- Born: Sao Paulo, Brazil
- Education: Universidade de Sao Paulo, Sao Carlos, Sao Paulo, Brazil California Institute of Technology
- Awards: International Centre for Theoretical Physics Prize (1989) Beckman Young Investigator Award (1992) Member National Academy of Sciences (2006) Fellow American Academy of Arts and Sciences (2009) Fellow Brazilian Academy of Sciences (2009) Fellow of the Biophysical Society (2013) Biophysical Society Founders Award (2023)
- Scientific career
- Fields: Biological Physics, Biophysics
- Workplaces: Rice University
- Thesis: New aspects of the theory of electron transfer reaction dynamics (March 1987)
- Doctoral advisor: John J. Hopfield
- Doctoral students: Margaret S. Cheung

= José Onuchic =

Brazilian-American physicist

José Nelson Onuchic (born Sao Paulo, Brazil) is a Brazilian and American physicist, the Harry C & Olga K Wiess Professor of Physics at Rice University. He does research in molecular biophysics, condensed matter chemistry, and genetic networks, and is known for the folding funnel hypothesis stating that the native state of a protein is a deep minimum of free energy for the protein's natural conditions among its possible configurations.

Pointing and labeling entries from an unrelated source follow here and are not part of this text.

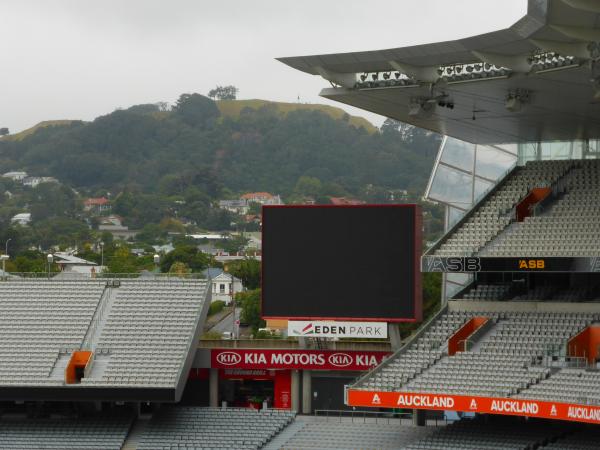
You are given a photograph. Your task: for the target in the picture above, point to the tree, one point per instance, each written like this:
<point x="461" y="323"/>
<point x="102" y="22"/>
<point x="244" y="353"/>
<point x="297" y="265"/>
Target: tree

He was the college master for Lovett College at Rice University from 2014 to 2019.

==Education==
Onuchic studied at the University of São Paulo, where he earned a B.S. degree in electrical engineering (1980) and in physics in 1981. He subsequently earned his Master of Science degree in applied physics in 1982. He studied at the California Institute of Technology under John Hopfield, earning his doctorate in 1987.

==Academic career==
After postdoctoral studies at the University of California, Santa Barbara, and a brief faculty position returning to the University of São Paulo, he moved to the University of California, San Diego in 1990. He joined Rice University as the Harry C & Olga K Wiess Professor of Physics and Astronomy in 2011.

==Awards and honors==
Onuchic received a Beckman Young Investigators Award in 1992. He became a Fellow of the American Physical Society in 1995 and of the American Academy of Arts and Sciences in 2009. In 2012, he was named a Fellow of the Biophysical Society for "developing the widely recognized and highly regarded theory of energy landscapes and funnels that directs protein folding." He became a member of the U. S. National Academy of Sciences in 2006, of the Brazilian Academy of Sciences in 2009, and of the Pontifical Academy of Sciences in 2020.